While we are comparing apples to oranges, FoHFs themselves are undergoing changes. Within the FoHF universe, we see a lot of consolidation and some believe that smaller and mid-size FoHFs will disappear. Many would agree that the ease of entry for new FoHFs is too low and that the bar should be raised. There is a growing consensus that the real problem in the industry is a "wall of mediocrity". So, what do smaller FoHFs have to offer that their multi-billion dollar cousins do not?
Small and mid-size FoHFs add value in that
- They provide "bundling" of small managers. Smaller FoHFs are able to spread investment across talented new and/or smaller managers that due to their size and circumstances would not attract institutional size investment.
They provide local due diligence. A FoHF specialising in a certain geographical area has an advantage over many of the larger fund houses which concentrate on the more widely invested areas.

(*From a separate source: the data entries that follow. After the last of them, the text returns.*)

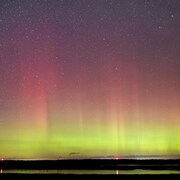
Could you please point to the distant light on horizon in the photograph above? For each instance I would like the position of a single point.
(84, 79)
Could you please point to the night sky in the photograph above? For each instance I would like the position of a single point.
(89, 78)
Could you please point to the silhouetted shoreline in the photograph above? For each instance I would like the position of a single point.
(91, 164)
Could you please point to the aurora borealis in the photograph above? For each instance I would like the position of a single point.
(89, 78)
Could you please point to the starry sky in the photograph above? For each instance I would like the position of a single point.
(89, 78)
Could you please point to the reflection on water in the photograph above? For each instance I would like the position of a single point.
(100, 172)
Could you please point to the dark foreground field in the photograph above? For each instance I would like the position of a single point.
(91, 167)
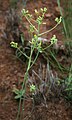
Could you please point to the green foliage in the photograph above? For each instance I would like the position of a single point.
(69, 85)
(32, 88)
(35, 45)
(18, 93)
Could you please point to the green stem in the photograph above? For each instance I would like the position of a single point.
(48, 30)
(31, 24)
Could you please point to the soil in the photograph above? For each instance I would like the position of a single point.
(12, 70)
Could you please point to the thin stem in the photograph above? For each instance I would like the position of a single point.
(49, 30)
(47, 47)
(23, 53)
(34, 60)
(31, 24)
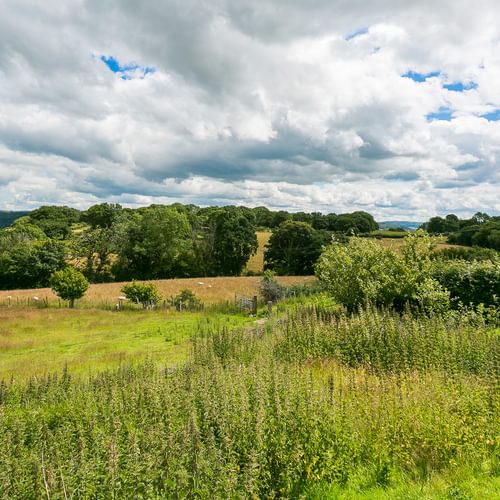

They may provide geographic area expertise in their distinct markets. At a minimum they may offer themselves as a potential joint venture partner to enter a new area.
Lastly, they can provide a myriad of bespoke offerings to HNWs and family offices that may not be offered by the largest of the FoHF managers.
A primary argument promoted by FoHF naysayers is that the second layer of fees substantially erodes returns to investors. However, in comparing recent returns by selected indices there seems to be negligible differences. One data provider's indices show their multi-strategy composite to be only 0.02% greater than their FoHF composite during the same 12-month rolling period.
So what is happening in the FoHF space now? In one study, over the last year a representative cross-section of FoHFs from continental Europe, the UK and North America showed an increase of 56% on an AUM-weighted basis to July of this year and 62% on an equal-weighted basis. The bulk of the growth in their AUM (85%) came from inflows of institutional investor money, with the rest made up of HNW inflows and performance gain over the period. So are FoHFs dead? The real picture is summed up in the statement once made by Mark Twain "I regret to inform that the news of my untimely death has been greatly exaggerated".